September 2024 marked the 20th anniversary of the founding of the Communist Party of India (Maoist). Party cadre celebrated this anniversary for a month, until the end of October. Its roots go back much more than 20 years.

In May 1967, a peasant uprising in the northeastern tip of India, called Naxalbari, took place. This uprising was led by the Communist Party of India (Marxist-Leninist), a party that came to be as a result of a split within the Communist Party of India (Marxist). The uprising was a response to years of neglect and backward conditions, which led to unrest among the peasantry in that section of India.

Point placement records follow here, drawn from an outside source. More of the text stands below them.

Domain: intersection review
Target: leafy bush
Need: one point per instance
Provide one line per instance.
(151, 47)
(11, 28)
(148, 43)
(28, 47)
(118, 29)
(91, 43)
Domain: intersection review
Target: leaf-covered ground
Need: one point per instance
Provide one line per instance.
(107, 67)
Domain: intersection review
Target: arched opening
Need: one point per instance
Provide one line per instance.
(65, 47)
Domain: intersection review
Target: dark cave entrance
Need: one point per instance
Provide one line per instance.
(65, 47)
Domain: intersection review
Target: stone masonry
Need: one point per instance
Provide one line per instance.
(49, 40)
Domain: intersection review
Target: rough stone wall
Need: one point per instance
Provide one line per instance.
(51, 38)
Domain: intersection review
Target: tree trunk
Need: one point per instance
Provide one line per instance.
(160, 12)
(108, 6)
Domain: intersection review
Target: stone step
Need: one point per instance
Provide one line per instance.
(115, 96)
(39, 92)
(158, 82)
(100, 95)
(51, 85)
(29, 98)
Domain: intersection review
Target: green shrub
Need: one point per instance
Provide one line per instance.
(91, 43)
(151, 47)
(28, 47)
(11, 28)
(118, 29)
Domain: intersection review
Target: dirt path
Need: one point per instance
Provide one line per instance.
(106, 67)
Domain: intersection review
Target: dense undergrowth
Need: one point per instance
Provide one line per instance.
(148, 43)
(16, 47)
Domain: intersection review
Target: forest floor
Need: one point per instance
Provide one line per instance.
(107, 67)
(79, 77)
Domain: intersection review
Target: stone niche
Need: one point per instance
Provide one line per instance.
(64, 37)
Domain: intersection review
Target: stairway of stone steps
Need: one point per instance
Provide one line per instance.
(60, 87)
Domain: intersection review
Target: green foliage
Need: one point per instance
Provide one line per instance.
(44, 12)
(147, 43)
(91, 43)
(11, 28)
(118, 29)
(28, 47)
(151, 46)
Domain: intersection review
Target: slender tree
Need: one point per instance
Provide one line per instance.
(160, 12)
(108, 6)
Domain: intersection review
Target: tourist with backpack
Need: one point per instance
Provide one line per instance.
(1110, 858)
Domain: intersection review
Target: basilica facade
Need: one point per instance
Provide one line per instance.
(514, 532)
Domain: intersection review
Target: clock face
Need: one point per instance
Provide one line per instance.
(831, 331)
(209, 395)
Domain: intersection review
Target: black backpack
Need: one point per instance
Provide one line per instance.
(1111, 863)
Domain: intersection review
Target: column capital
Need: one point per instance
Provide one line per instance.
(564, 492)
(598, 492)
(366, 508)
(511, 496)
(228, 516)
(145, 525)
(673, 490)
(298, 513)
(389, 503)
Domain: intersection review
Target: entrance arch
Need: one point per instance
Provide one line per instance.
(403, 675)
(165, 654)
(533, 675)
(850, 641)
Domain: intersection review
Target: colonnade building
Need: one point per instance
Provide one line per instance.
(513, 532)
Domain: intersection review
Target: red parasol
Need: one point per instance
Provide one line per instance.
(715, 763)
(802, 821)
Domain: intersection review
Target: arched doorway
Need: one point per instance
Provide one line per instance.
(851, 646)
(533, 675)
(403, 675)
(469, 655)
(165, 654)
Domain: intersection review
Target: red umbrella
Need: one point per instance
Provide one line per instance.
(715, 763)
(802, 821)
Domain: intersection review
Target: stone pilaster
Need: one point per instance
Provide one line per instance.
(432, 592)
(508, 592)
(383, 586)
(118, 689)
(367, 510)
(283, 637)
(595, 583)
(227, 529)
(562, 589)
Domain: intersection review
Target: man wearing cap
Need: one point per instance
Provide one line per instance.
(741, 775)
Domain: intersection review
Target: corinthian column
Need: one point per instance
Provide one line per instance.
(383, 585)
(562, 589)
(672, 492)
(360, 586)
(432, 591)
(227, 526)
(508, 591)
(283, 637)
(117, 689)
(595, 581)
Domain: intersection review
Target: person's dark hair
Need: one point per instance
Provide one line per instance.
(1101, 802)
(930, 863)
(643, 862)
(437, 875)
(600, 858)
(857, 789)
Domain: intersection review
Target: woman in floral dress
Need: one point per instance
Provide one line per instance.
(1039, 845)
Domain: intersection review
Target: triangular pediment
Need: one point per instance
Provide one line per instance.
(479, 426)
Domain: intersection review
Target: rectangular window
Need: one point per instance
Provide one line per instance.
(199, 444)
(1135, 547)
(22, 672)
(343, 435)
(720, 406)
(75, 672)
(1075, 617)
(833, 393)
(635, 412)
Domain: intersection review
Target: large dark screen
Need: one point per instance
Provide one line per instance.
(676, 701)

From 1967-1972, the Naxalbari uprising battled against the capitalists and landlords in India. Peasants fought police and soldiers, who served as agents and warriors for bourgeois and casteist forces in the “world’s largest democracy,” a “democracy” that maintained a lower status for people with darker skin (Dalit), for Adivasis — Indigenous peoples in Southeast Asia — and for the working and peasant classes.

Indian police arrested Charu Mazumdar, founder and General Secretary of the Communist Party of India (Marxist-Leninist) and a visionary of Indian Marxism-Leninism, in July 1972. Less than two weeks later he died of a massive heart attack that some of his revolutionary successors say was the result of neglect in custody.

Even though the Naxalbari uprising in its most immediate form was defeated, the bourgeoisie and casteist forces did not defeat what Naxalbari meant to the people.